Every year on Veterans Day, some of the Turning Arts Group and the Northeast Florida Woodturning Association members get together at our local Woodcraft store to turn pens for our troops in Iraq and Afghanistan. Actually, we don’t turn that many pens, but focus on teaching anybody who is interested in how to turn a pen.
This morning we had people ready to learn as soon as we arrived. The people that show up do so for all the right motives, helping the troops, willing to risk trying something new and ready to learn. Most of the people that came had never had a woodturning tool in their hands before, or at best, had a shop course in middle school where they had tried out a lathe once or twice.
Woodcraft has been great in supporting this cause. They supply all the pen kits for free and prepare the pen blanks ahead of time so that we can hit the ground running. They also have a classroom area where we had five lathes set up – and we needed them all.
The teaching process for one of these events is totally different than doing a demo or teaching a class for a woodturning club. Those folks at least have a basic understanding of how the tools work and how to hold the tools. When we Turn for the Troops we need to start with the real basics and help people feel comfortable with the proper way to hold the tools and how to make them cut.
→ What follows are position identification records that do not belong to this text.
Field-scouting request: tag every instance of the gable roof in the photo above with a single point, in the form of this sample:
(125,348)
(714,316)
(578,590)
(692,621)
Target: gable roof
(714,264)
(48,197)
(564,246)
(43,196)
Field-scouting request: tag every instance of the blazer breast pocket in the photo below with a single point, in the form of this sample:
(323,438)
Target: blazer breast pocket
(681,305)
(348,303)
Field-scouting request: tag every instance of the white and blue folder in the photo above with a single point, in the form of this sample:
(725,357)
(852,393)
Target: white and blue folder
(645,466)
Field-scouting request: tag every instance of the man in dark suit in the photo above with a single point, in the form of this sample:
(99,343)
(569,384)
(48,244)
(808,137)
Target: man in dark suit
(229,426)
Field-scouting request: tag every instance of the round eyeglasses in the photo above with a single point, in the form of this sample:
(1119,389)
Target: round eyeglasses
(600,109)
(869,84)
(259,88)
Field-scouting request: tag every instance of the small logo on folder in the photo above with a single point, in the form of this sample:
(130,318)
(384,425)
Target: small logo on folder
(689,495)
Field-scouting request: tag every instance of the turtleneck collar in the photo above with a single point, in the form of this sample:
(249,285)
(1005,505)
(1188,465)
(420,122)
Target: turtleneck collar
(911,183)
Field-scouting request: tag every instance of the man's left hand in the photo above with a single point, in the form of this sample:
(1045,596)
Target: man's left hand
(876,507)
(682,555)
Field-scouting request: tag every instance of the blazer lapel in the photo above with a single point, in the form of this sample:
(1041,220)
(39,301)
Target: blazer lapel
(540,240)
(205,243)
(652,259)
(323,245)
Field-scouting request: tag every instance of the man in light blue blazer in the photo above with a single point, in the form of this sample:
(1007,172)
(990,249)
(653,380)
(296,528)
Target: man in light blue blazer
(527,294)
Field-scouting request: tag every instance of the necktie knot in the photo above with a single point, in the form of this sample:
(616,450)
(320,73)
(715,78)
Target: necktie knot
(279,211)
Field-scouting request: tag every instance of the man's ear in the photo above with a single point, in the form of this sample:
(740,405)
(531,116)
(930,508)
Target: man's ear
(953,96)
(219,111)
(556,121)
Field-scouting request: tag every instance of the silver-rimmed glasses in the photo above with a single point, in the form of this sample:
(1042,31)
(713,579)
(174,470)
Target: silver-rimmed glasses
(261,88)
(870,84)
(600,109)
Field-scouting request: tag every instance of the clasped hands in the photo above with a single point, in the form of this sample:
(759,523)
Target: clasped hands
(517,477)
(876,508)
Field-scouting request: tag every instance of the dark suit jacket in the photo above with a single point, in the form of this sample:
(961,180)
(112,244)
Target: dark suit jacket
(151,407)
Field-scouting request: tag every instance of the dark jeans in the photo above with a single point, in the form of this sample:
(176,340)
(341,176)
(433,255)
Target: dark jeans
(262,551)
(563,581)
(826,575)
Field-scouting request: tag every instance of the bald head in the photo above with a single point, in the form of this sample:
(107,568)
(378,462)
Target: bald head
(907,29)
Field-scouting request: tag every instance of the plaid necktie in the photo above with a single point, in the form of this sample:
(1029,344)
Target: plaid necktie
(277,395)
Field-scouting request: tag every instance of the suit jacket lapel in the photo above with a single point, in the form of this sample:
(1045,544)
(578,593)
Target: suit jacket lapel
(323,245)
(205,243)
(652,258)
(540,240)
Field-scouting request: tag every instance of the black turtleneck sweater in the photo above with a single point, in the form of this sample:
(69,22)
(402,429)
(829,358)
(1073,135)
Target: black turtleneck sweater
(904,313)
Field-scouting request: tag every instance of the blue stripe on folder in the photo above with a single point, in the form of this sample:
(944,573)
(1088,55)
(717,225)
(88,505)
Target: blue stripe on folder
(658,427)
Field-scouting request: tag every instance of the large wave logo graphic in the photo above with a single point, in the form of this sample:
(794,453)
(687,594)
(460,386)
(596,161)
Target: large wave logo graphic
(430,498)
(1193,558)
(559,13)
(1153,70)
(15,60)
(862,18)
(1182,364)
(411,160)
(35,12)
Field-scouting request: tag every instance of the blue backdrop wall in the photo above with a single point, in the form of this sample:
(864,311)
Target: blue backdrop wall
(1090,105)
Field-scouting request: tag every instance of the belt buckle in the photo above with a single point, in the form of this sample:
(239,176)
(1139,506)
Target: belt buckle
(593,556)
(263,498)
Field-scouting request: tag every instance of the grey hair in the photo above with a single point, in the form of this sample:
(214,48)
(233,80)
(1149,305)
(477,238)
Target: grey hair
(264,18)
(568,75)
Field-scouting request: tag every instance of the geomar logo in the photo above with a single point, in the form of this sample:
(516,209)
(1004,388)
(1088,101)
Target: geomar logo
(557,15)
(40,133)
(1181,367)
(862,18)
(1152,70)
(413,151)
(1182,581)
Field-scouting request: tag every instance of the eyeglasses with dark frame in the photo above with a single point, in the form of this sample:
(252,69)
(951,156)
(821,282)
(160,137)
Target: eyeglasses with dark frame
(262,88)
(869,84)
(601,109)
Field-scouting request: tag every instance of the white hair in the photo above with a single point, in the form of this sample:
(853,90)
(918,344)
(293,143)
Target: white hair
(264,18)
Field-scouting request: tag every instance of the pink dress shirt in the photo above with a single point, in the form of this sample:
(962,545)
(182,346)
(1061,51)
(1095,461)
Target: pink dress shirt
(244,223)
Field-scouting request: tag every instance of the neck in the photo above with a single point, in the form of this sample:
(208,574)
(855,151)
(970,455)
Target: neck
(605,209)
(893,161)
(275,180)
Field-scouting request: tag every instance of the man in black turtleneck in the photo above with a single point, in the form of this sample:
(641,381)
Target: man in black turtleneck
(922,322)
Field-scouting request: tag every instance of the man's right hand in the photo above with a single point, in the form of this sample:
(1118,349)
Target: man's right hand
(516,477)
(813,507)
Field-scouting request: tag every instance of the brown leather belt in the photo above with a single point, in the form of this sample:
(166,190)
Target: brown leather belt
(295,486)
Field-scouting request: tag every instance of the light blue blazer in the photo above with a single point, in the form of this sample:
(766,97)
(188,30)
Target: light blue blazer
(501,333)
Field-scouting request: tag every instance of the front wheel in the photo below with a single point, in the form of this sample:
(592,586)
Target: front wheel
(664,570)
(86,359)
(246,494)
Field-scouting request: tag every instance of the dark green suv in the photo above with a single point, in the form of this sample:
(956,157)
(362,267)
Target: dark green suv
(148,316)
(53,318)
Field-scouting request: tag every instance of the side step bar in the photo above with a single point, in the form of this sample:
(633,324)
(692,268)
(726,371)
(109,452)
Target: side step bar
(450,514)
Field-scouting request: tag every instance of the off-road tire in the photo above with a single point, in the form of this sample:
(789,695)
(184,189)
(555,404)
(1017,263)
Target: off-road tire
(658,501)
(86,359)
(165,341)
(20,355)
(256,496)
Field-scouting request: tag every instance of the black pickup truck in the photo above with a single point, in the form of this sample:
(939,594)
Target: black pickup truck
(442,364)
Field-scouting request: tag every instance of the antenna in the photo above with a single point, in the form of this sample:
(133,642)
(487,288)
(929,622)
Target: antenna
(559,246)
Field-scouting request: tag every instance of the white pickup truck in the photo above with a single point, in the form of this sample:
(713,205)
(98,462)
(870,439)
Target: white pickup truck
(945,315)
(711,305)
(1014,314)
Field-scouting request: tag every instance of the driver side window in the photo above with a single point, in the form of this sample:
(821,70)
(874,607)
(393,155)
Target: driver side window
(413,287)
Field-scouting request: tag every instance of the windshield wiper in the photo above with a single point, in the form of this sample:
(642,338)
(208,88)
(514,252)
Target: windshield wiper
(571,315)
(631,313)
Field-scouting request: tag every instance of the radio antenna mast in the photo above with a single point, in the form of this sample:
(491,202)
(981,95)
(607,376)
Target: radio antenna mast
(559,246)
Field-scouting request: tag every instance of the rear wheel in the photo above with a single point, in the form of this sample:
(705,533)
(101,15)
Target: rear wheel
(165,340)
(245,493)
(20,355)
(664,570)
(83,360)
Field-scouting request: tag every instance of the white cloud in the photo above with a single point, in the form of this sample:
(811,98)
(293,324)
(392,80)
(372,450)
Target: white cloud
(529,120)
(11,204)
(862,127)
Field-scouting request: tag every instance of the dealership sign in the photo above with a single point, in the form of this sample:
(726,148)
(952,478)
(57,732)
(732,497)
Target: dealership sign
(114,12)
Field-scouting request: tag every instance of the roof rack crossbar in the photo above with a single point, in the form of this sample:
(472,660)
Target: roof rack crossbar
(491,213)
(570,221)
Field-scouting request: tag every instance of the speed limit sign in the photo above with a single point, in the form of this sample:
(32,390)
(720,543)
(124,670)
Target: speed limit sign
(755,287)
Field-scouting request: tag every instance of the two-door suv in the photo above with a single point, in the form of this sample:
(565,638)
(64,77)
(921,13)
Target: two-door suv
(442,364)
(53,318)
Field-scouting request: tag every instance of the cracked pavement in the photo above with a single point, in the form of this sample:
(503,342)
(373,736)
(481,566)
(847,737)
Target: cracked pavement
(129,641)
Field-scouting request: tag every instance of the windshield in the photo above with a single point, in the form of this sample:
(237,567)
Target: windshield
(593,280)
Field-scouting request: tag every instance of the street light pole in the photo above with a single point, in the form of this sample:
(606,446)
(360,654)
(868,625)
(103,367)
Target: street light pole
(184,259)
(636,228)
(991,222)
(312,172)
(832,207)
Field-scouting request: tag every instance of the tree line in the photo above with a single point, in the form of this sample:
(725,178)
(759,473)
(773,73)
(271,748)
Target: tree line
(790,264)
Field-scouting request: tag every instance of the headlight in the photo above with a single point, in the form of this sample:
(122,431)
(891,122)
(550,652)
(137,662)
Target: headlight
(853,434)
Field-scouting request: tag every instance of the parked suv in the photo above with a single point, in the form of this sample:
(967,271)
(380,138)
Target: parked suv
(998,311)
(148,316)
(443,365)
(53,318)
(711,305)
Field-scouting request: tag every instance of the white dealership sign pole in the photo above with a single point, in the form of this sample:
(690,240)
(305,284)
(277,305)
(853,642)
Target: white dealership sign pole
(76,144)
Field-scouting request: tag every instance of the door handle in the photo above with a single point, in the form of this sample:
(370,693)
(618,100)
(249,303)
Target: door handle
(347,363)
We start simply with the use of a spindle roughing gouge and some people use this to turn the pen from beginning to end. I tend to have them rough out with the spindle roughing gouge and then finish with a skew. It’s really funny. The skew is probably the most feared tool for a beginning woodturner to try. Many never even use their skew enough to have to resharpen it and mainly use it to open old paint cans. However, these turning newbees that showed up today did not know they should be afraid of the skew and you know, I never told them. Without this anxiety, all of the folks I taught today used the skew without problems and created some great pens.
Creating a pen does get a little tricky at the ends of each piece of the blank, where you need to turn to the same diameter as the adjacent steel bushings. This insures that all the pen parts fit together well. Step by gingerly step they approach the right diameter with light cuts with the skew until their fingers tell tem that there are no more ridges and the transition is smooth. We then sand and finish and you can just see them get excited when the wax or polish delivers a shiny, smooth surface. Pride in their accomplishment begins to ooze out. However, the proudest moment is the next one, where we assemble the pens. The golden pen tips, the mechanism, the decorative band and then the clip go on and eyes get wide when it all slips together to create their “first pen”.
They are rightfully proud, both for their accomplishment and the fact that they were motivated to do something good for our soldiers in harm’s way. Most write a note with their wishes for the soldier that receives the pen, often starting with “This is my first pen…”
Some of them have caught the bug though and you can be sure it won’t be their last pen.